拍手のコメントをもらっていました 私が書いているような錯覚を持ってしまいました
by tomikoumi (2012-02-27 20:07) 

dan

いつも有難うございます。
紹介して下さって恥ずかしいけど嬉しいです。
似たような内容ばかりで、もう少し勉強しなければと
考えています。
by dan (2012-02-27 21:28) 

リンさん

楽しく読ませていただきました。
ハッピーエンドでよかったです。
もどかしくて純粋な、素敵なお話でした。

danさんは、どんな小説がお好きなんですか?
やっぱり恋愛小説なのかな?
by リンさん (2012-02-27 23:37) 

dan

リンさんのコメントは格別嬉しい。
恋愛小説は好きではありません。特に今時のは。
だから昭和の話しか書けません。
昔宮本百合子、少し大人になってからは遠藤周作
藤沢周平、それから古典が好きです。
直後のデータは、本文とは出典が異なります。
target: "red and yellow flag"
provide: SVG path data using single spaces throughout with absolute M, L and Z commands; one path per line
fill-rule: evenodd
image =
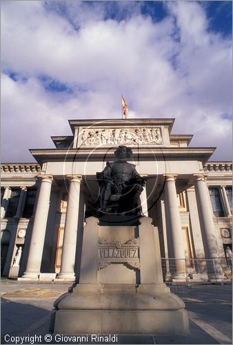
M 128 115 L 128 105 L 124 99 L 124 97 L 121 95 L 121 106 L 122 106 L 122 113 L 125 115 L 125 119 Z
変わり者なんです。
有難うございました。
by dan (2012-02-28 09:57) 

リンさん

遠藤周作は私も好きです。
特に好きなのは「深い河」です。
海と毒薬も好きです。
高校のときは、「沈黙」で読書感想文を書きました。
あと私は、五木寛之と村上春樹が好きなんです。
by リンさん (2012-02-28 19:32) 

dan

ああ五木寛之は最新作親鸞よみました。
村上春樹まだ読んだことないのですが
挑戦したいと思っています。リンさんとこんな
お話しが出来るなんて夢のようです。
by dan (2012-02-28 21:05) 

かよ湖

一気に読ませていただきました。
今度はハッピーエンドでよかったです。純愛ものは心が穏やかになっていいですね。
danさんの情景描写も相変わらず素晴らしく、そちらも楽しませていただきました。
ありがとうございます。
by かよ湖 (2012-03-01 00:28) 

dan

嬉しいなあ。よく似た話しか書けないので情けない
ですが、この路線で頑張ってみます。
かよ湖さんとりんさん若いお二人に読んで頂ければ
もうそれだけでるんるんの私です。有難うございました。